Muller-Decker, K., G. Furstenberger, and F. Marks. Development of an In Vitro Alternative Assay to the Draize Skin Irritancy Test Using Human Keratinocyte-derived Proinflammatory Key Mediators and Cell Viability as Test Parameters. In Vitro Toxicol. 1992. 5(4): 191-209.

Tween 80 - 9005-65-6; acetone - 67-64-1; bradykinin - 58-82-2; benzalkonium chloride - 8001-54-5; sodium dodecyl sulfate - 151-21-3; ionophore A23187 - 52665-69-7

The aim of this study is to replace, at least partially, the animal Draize skin irritancy test by an in vitro cell culture test. Acute inflammation is known to be induced by the concerted release of various proinflammatory lipid metabolites and peptides. Keratinocytes representing the major cell type in skin are regarded to be the primary target for skin irritant action. The introduction of an in vitro alternative test critically depends on the selection of an appropriate battery of test parameters. Here, we propose to use three mechanistically independent in vitro parameters of irritancy which reflect major characteristics of acute inflammation i.e. the concentration of (I). key mediators of the eicosanoid cascade and (II). of interleukin-1a released upon challenging cells in vitro with test substances and (III). the toxic insult on these cells. The permanent human foreskin-derived keratinocyte cell line HPKII was used for the establishment of the routine test.
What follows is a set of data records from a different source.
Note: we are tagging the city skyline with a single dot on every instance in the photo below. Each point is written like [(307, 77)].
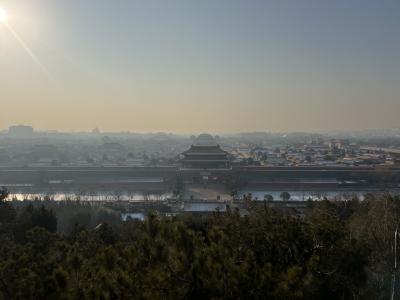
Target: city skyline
[(192, 67)]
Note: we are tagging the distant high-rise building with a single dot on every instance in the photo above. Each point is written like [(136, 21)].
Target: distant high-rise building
[(20, 130)]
In initial studies the test conditions were optimized with regard to the serum concentration and cell density. Upon challenge with exogenous irritant compounds HPKII are shown to release arachidonic acid and PGE2 and the proinflammatory cytokine interleukin-1a. Measuring proinflammatory mediator release and cytotoxicity in these cells may prove, therefore to be suitable as test system for the prediction of the irritant potential of chemicals.